Cortisol is a very important hormone, but it must be just the right amount… too much or too little is harmful. Most people are aware of the damaging effect of high cortisol – high cortisol can lead to a host of symptoms such as weight gain, high blood pressure, diabetes, excessive hair growth and many other symptoms. Few people, however, seem to be aware of the dangers of low cortisol. Low cortisol can lead to death, quite quickly at times. It’s important to realize that cortisol is not a bad hormone, it is a very important hormone that is needed for our bodies to function.
I had never heard of the dangers of low cortisol until I was diagnosed with adrenal insufficiency. It took a long time to me to be diagnosed with adrenal insufficiency – my symptoms began slowly with loss of appetite and dizziness. Soon, fainting, fatigue and nausea became a part of my daily life. Then I began to lose weight without even trying. By that point I had been worked up for a wide variety of illnesses from cardiac arrhythmias to cancer, but no knew what was wrong. Then, after a simple outpatient surgery I took a turn for the worse.

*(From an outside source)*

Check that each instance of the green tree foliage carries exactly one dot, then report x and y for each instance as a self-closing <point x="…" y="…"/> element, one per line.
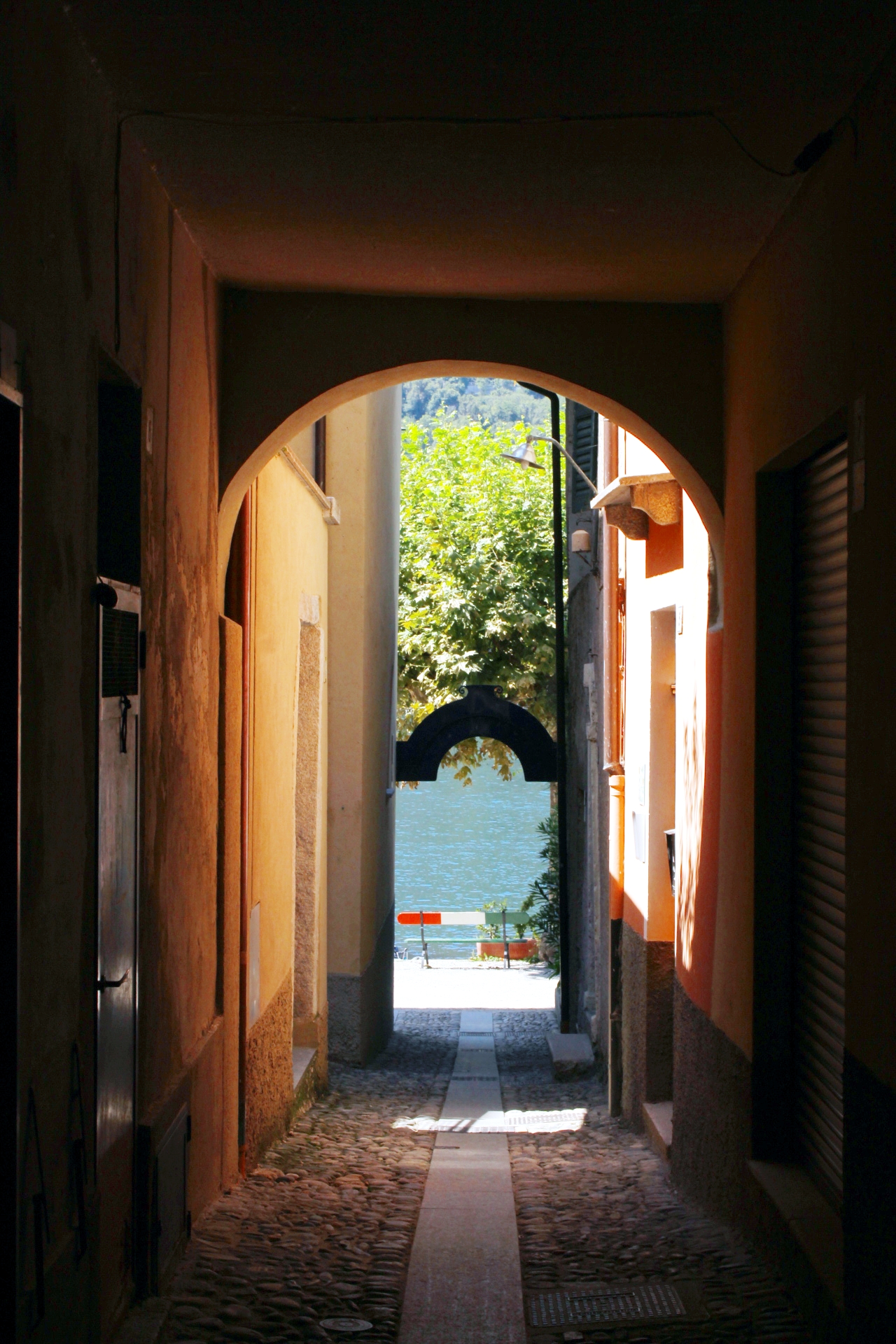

I was unable to stand up without my vision blacking out, I couldn’t eat or drink; I was very ill. After being admitted to the hospital, a curious doctor decided to test my cortisol level. I was told it would likely come back normal, Adrenal insufficiency is rare and my doctor had never seen a case. Boy, were we both surprised by the results! With that one simple test he solved the puzzle, I had adrenal insufficiency. Had that doctor not checked my cortisol level that day I likely would have died. When our bodies are under stress from an injury, illness or surgery they produce extra cortisol to keep us alive to help keep our bodies functioning. My body couldn’t do that after my surgery, which led to my rapid decline and landed me in the hospital.

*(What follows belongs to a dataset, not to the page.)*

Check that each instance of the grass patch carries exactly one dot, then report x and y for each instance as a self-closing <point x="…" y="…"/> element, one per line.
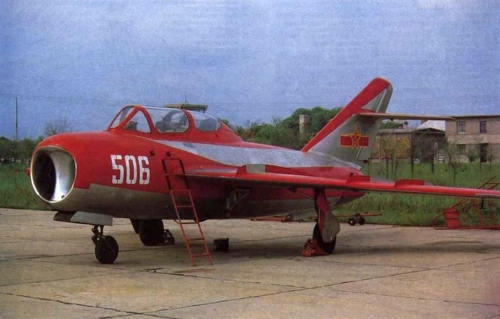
<point x="16" y="190"/>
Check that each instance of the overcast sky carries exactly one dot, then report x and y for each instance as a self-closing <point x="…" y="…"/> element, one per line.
<point x="248" y="60"/>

That day I learned that high cortisol may be bad, but low cortisol can be deadly. My friends and family didn’t experience this firsthand, and weren’t as easily convinced of this fact. When they learn of my weight loss prior to diagnosis the first thing out of their mouths is usually along the lines of “Wow, I need that!” or “Wish I had that.” Some have heard cortisol called a “stress” hormone and assume that it is bad, they comment that “it must be so nice to have no stress,” when in fact it is a hormone that allows us to survive stress. It can be incredibly difficult to hear these comments while struggling to live life to the fullest while managing a chronic illness.

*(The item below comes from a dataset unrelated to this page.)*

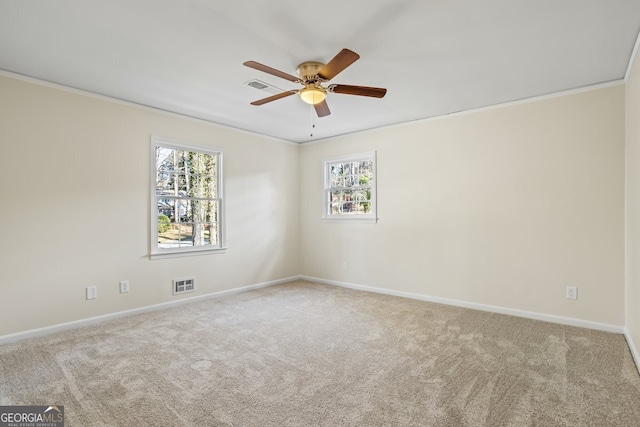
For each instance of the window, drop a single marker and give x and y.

While I can understand where they are coming from – I’d be lying if I said I wasn’t excited by the weight I lost before I was diagnosed – it’s still painful to hear. To get the cortisol my body needs I must take it as a medication, multiple times a day. Without it I will die. This medication cannot even come close to managing my cortisol levels as well as a healthy body would, meaning I have to walk a dangerous tightrope between over and under replacing the cortisol my body can no longer make. While I can try and explain this until I’m blue in the face, no one seems to truly understand how dangerous it is to live in a body that can’t produce cortisol.
Recently, I’ve begun to explain this with an analogy anyone can relate to. I ask them to think of cortisol as food, if you eat too much food all the time it will take a toll on your body and is not good for you; after years of doing this you would likely die from complications caused by your excessive food intake. Conversely, if you forego eating you will quickly die from starvation. This analogy has helped me greatly – food and the consequences of overeating and not eating is something that is readily understood by everyone.
Cortisol gets a bit of a bad rep from the press, but just because it can be bad doesn’t mean it’s also not good. Now when I hear comments about how lucky I am to have adrenal insufficiency, I don’t let it get to me, but instead remember that I knew nothing about the dangers of low cortisol before I was diagnosed and use it as an opportunity to educate one more person about this rare disease.